The program or code segments can be stored in a processor or machine accessible medium. The “processor readable or accessible medium” or “machine readable or accessible medium” may include any medium that may store, transmit, receive, or transfer information. Examples of the processor readable or machine accessible medium that may store include a storage medium, an electronic circuit, a semiconductor memory device, a read only memory (ROM), a flash memory, an erasable programmable ROM (EPROM), a floppy diskette, a compact disk (CD) ROM, an optical disk, a hard disk, etc. The machine accessible medium may be embodied in an article of manufacture. The machine accessible medium may include information or data that, when accessed by a machine, cause the machine to perform the operations or actions described above. The machine accessible medium may also include program code, instruction or instructions embedded therein. The program code may include machine readable code, instruction or instructions to perform the operations or actions described above. The term “information” or “data” here refers to any type of information that is encoded for machine-readable purposes. Therefore, it may include program, code, data, file, etc.

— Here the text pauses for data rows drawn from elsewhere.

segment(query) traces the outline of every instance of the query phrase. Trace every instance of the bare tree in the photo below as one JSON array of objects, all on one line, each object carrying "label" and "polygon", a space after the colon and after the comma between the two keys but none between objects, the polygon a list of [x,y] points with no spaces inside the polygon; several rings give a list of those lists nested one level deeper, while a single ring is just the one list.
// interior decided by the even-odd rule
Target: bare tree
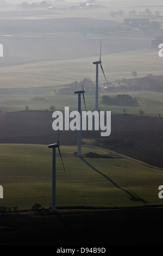
[{"label": "bare tree", "polygon": [[156,15],[156,16],[158,17],[160,15],[160,11],[156,11],[155,14]]},{"label": "bare tree", "polygon": [[131,11],[129,11],[128,14],[131,16],[134,16],[136,14],[136,11],[135,11],[135,10],[132,10]]},{"label": "bare tree", "polygon": [[120,17],[121,17],[121,16],[123,16],[124,14],[124,13],[122,10],[118,10],[117,13],[118,14]]},{"label": "bare tree", "polygon": [[54,111],[54,110],[55,109],[55,107],[54,107],[54,106],[51,105],[51,106],[50,106],[50,109],[51,109],[52,111]]}]

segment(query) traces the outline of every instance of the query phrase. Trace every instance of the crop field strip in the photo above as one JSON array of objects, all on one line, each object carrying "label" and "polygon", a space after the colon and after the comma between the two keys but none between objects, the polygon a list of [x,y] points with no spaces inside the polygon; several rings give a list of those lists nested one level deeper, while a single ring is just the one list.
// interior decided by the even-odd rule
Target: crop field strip
[{"label": "crop field strip", "polygon": [[[30,209],[35,203],[51,206],[52,152],[46,145],[1,144],[0,148],[1,180],[5,192],[1,205],[17,206],[19,209]],[[62,154],[75,150],[74,147],[61,147]],[[86,153],[92,149],[83,148],[82,150]],[[100,149],[97,151],[103,154]],[[65,174],[60,159],[57,158],[58,206],[159,204],[158,185],[162,179],[162,171],[124,159],[79,160],[64,156],[63,159]]]}]

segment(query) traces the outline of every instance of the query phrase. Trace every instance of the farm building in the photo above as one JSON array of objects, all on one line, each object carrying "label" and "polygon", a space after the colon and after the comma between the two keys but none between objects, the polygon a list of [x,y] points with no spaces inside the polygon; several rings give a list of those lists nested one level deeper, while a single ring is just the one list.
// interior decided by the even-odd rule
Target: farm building
[{"label": "farm building", "polygon": [[128,26],[132,28],[148,28],[150,26],[149,19],[124,19],[123,21],[124,26]]}]

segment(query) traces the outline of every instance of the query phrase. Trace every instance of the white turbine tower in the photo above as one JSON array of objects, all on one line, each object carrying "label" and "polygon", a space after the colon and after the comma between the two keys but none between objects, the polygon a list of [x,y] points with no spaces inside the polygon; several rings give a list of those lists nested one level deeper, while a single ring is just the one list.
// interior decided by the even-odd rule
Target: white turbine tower
[{"label": "white turbine tower", "polygon": [[58,151],[62,163],[64,171],[65,169],[60,151],[60,144],[59,144],[59,130],[58,130],[58,143],[48,145],[48,148],[53,149],[53,173],[52,173],[52,211],[56,210],[56,150],[55,149],[58,148]]},{"label": "white turbine tower", "polygon": [[97,62],[93,62],[93,64],[95,64],[96,65],[96,102],[95,102],[95,110],[96,111],[98,111],[98,64],[100,65],[101,68],[102,69],[102,71],[103,71],[103,73],[104,74],[105,81],[107,83],[107,81],[106,79],[105,75],[104,74],[104,72],[102,65],[102,61],[101,60],[101,45],[100,45],[100,55],[99,55],[99,60],[98,60]]},{"label": "white turbine tower", "polygon": [[78,152],[77,152],[77,155],[78,156],[81,156],[81,94],[83,94],[83,100],[84,100],[84,106],[85,106],[85,109],[86,111],[86,106],[85,106],[85,98],[84,98],[84,93],[85,90],[84,90],[84,80],[83,81],[83,82],[82,82],[82,90],[76,90],[74,92],[74,94],[78,94],[78,112],[80,114],[80,127],[79,130],[78,130]]}]

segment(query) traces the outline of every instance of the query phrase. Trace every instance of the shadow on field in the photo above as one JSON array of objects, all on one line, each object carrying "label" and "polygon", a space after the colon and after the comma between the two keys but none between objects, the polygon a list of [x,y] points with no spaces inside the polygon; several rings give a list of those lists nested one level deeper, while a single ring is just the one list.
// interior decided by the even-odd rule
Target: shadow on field
[{"label": "shadow on field", "polygon": [[99,174],[103,176],[105,178],[106,178],[109,181],[110,181],[112,184],[117,188],[123,190],[126,193],[127,193],[129,196],[130,200],[132,201],[140,201],[142,202],[144,204],[147,205],[146,203],[147,202],[143,200],[142,198],[141,198],[139,197],[135,192],[131,191],[131,192],[128,191],[128,190],[126,190],[125,188],[123,188],[122,187],[120,187],[115,181],[114,181],[111,179],[110,179],[108,176],[104,173],[102,173],[99,170],[97,170],[96,168],[95,168],[93,166],[92,166],[90,163],[89,163],[85,159],[84,159],[82,156],[79,156],[79,158],[83,161],[86,164],[87,164],[89,167],[91,168],[93,170],[97,172]]}]

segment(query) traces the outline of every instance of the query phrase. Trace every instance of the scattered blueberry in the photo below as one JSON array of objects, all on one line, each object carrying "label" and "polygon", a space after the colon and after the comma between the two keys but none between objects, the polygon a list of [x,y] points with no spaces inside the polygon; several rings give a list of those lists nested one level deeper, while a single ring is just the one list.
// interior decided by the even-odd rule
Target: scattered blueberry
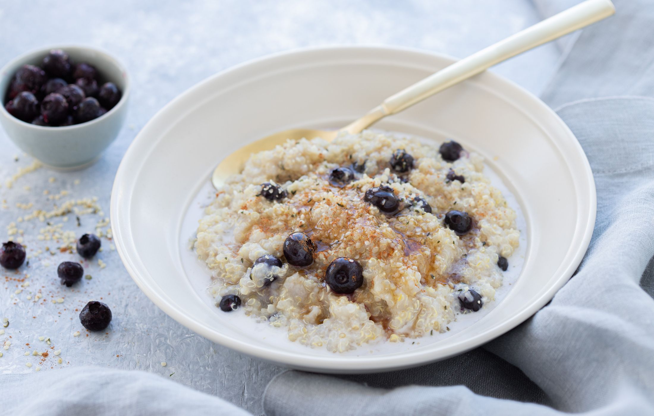
[{"label": "scattered blueberry", "polygon": [[452,210],[445,214],[445,223],[459,235],[465,234],[472,228],[472,218],[468,213],[460,211]]},{"label": "scattered blueberry", "polygon": [[68,54],[61,49],[53,49],[43,58],[43,69],[50,77],[67,78],[73,67]]},{"label": "scattered blueberry", "polygon": [[61,279],[61,285],[71,287],[80,281],[84,275],[84,268],[79,263],[63,262],[57,268],[57,275]]},{"label": "scattered blueberry", "polygon": [[80,312],[80,322],[90,331],[102,331],[111,322],[111,309],[102,302],[92,300]]},{"label": "scattered blueberry", "polygon": [[364,283],[363,268],[358,262],[339,257],[331,263],[325,272],[325,283],[336,293],[353,292]]},{"label": "scattered blueberry", "polygon": [[284,256],[290,264],[305,267],[313,262],[316,244],[304,233],[293,233],[284,241]]},{"label": "scattered blueberry", "polygon": [[46,95],[41,101],[41,115],[43,120],[50,124],[63,121],[68,116],[68,101],[56,92]]},{"label": "scattered blueberry", "polygon": [[97,95],[97,81],[90,78],[79,78],[75,80],[75,85],[82,88],[87,97]]},{"label": "scattered blueberry", "polygon": [[26,122],[31,122],[39,114],[39,100],[31,92],[18,93],[5,106],[11,115]]},{"label": "scattered blueberry", "polygon": [[235,311],[241,306],[241,298],[236,295],[225,295],[220,299],[219,306],[223,312]]},{"label": "scattered blueberry", "polygon": [[458,302],[461,303],[461,307],[470,309],[473,312],[477,312],[483,306],[483,302],[481,302],[481,295],[472,289],[460,292],[458,293]]},{"label": "scattered blueberry", "polygon": [[450,182],[458,181],[461,183],[466,183],[466,178],[463,177],[462,175],[456,175],[456,173],[455,172],[453,169],[451,169],[449,171],[447,172],[447,176],[446,177]]},{"label": "scattered blueberry", "polygon": [[25,261],[25,247],[18,243],[3,243],[0,248],[0,266],[5,269],[18,269]]},{"label": "scattered blueberry", "polygon": [[[273,266],[281,268],[283,266],[282,261],[272,254],[265,254],[259,258],[254,260],[254,266],[261,264],[262,263],[267,265],[268,267],[270,268]],[[269,277],[267,277],[266,281],[264,283],[264,286],[269,286],[271,283],[277,280],[277,277],[279,277],[279,276],[274,275],[271,275]]]},{"label": "scattered blueberry", "polygon": [[73,78],[77,79],[80,79],[82,78],[86,78],[87,79],[97,79],[97,71],[95,68],[86,62],[80,62],[75,65],[75,69],[73,71]]},{"label": "scattered blueberry", "polygon": [[63,88],[67,85],[68,85],[68,82],[65,82],[61,78],[51,78],[46,81],[46,83],[43,84],[43,87],[41,88],[41,92],[43,93],[43,96],[44,97],[48,94],[52,94],[53,92],[59,92],[57,90]]},{"label": "scattered blueberry", "polygon": [[91,258],[100,248],[100,239],[95,234],[84,234],[77,240],[77,252],[84,258]]},{"label": "scattered blueberry", "polygon": [[111,110],[120,101],[120,90],[113,82],[105,82],[97,92],[97,101],[102,107]]},{"label": "scattered blueberry", "polygon": [[329,181],[336,186],[344,186],[354,179],[354,173],[349,167],[337,167],[329,174]]},{"label": "scattered blueberry", "polygon": [[506,271],[506,269],[509,268],[509,260],[506,260],[506,257],[500,256],[500,258],[497,259],[497,265],[502,269],[502,271]]},{"label": "scattered blueberry", "polygon": [[386,185],[368,189],[364,196],[364,201],[373,204],[387,215],[396,214],[402,209],[402,204],[393,188]]},{"label": "scattered blueberry", "polygon": [[43,116],[39,116],[38,117],[33,120],[31,123],[35,126],[41,126],[43,127],[50,127],[50,124],[45,122],[45,120],[43,120]]},{"label": "scattered blueberry", "polygon": [[268,201],[279,201],[288,194],[281,186],[266,182],[261,185],[261,194]]},{"label": "scattered blueberry", "polygon": [[398,148],[390,156],[390,167],[396,172],[407,172],[413,167],[413,156],[403,148]]},{"label": "scattered blueberry", "polygon": [[462,150],[463,147],[453,140],[443,143],[438,149],[441,157],[447,162],[454,162],[458,159]]},{"label": "scattered blueberry", "polygon": [[413,198],[413,205],[422,208],[426,213],[432,213],[432,206],[422,196],[417,196]]},{"label": "scattered blueberry", "polygon": [[39,92],[46,77],[45,71],[33,65],[24,65],[18,68],[9,85],[8,98],[10,99],[24,92],[36,94]]},{"label": "scattered blueberry", "polygon": [[85,123],[97,118],[100,115],[100,103],[93,97],[87,97],[77,106],[75,121],[78,123]]},{"label": "scattered blueberry", "polygon": [[79,105],[82,100],[86,97],[84,90],[75,84],[63,86],[57,90],[57,93],[63,95],[68,101],[68,108],[71,110]]}]

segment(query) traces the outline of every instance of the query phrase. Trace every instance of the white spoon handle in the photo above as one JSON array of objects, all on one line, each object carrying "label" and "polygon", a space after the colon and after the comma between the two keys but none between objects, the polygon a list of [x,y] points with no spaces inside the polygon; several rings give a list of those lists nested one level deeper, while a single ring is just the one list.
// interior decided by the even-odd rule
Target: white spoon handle
[{"label": "white spoon handle", "polygon": [[615,9],[610,0],[586,0],[458,61],[405,88],[387,98],[380,106],[344,130],[347,130],[351,133],[358,133],[381,117],[399,113],[496,63],[595,23],[612,15],[615,12]]}]

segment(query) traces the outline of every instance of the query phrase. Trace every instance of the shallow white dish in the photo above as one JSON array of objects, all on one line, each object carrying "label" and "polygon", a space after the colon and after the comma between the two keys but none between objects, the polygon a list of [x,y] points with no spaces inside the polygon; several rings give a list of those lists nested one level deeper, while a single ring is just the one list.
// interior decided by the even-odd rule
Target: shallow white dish
[{"label": "shallow white dish", "polygon": [[[254,336],[207,302],[182,262],[182,220],[213,167],[238,147],[294,127],[337,128],[453,61],[392,48],[331,47],[275,55],[193,87],[160,111],[118,169],[111,223],[119,254],[143,292],[178,322],[215,342],[287,366],[370,372],[419,365],[472,349],[523,322],[572,275],[588,247],[596,196],[572,133],[524,90],[484,73],[377,125],[451,137],[484,156],[517,197],[527,246],[522,273],[488,315],[453,336],[368,355],[285,348]],[[313,97],[310,101],[306,97]],[[209,283],[209,277],[200,277]],[[196,285],[197,286],[197,285]],[[285,330],[279,336],[286,336]]]}]

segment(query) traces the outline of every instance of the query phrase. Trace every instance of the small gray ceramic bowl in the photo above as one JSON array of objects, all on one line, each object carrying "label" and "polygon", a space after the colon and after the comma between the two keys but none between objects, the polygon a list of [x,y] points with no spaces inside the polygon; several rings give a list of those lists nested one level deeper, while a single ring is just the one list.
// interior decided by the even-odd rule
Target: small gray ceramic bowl
[{"label": "small gray ceramic bowl", "polygon": [[[116,84],[122,93],[120,101],[106,114],[86,123],[65,127],[43,127],[25,122],[5,109],[9,82],[23,65],[41,65],[51,49],[63,49],[75,62],[88,62],[97,69],[100,79]],[[101,50],[86,46],[50,46],[12,60],[0,70],[0,124],[9,138],[26,153],[44,164],[59,169],[80,168],[92,164],[116,139],[127,114],[129,78],[125,67]]]}]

All or part of an embodiment may be implemented by various means depending on applications according to particular features, functions. These means may include hardware, software, or firmware, or any combination thereof. A hardware, software, or firmware element may have several modules coupled to one another. A hardware module is coupled to another module by mechanical, electrical, optical, electromagnetic or any physical connections. A software module is coupled to another module by a function, procedure, method, subprogram, or subroutine call, a jump, a link, a parameter, variable, and argument passing, a function return, etc. A software module is coupled to another module to receive variables, parameters, arguments, pointers, etc. and/or to generate or pass results, updated variables, pointers, etc. A firmware module is coupled to another module by any combination of hardware and software coupling methods above. A hardware, software, or firmware module may be coupled to any one of another hardware, software, or firmware module. A module may also be a software driver or interface to interact with the operating system running on the platform. A module may also be a hardware driver to configure, set up, initialize, send and receive data to and from a hardware device. An apparatus may include any combination of hardware, software, and firmware modules.
It will be appreciated that various of the above-disclosed and other features and functions, or alternatives thereof, may be desirably combined into many other different systems or applications. Various presently unforeseen or unanticipated alternatives, modifications, variations, or improvements therein may be subsequently made by those skilled in the art which are also intended to be encompassed by the following claims.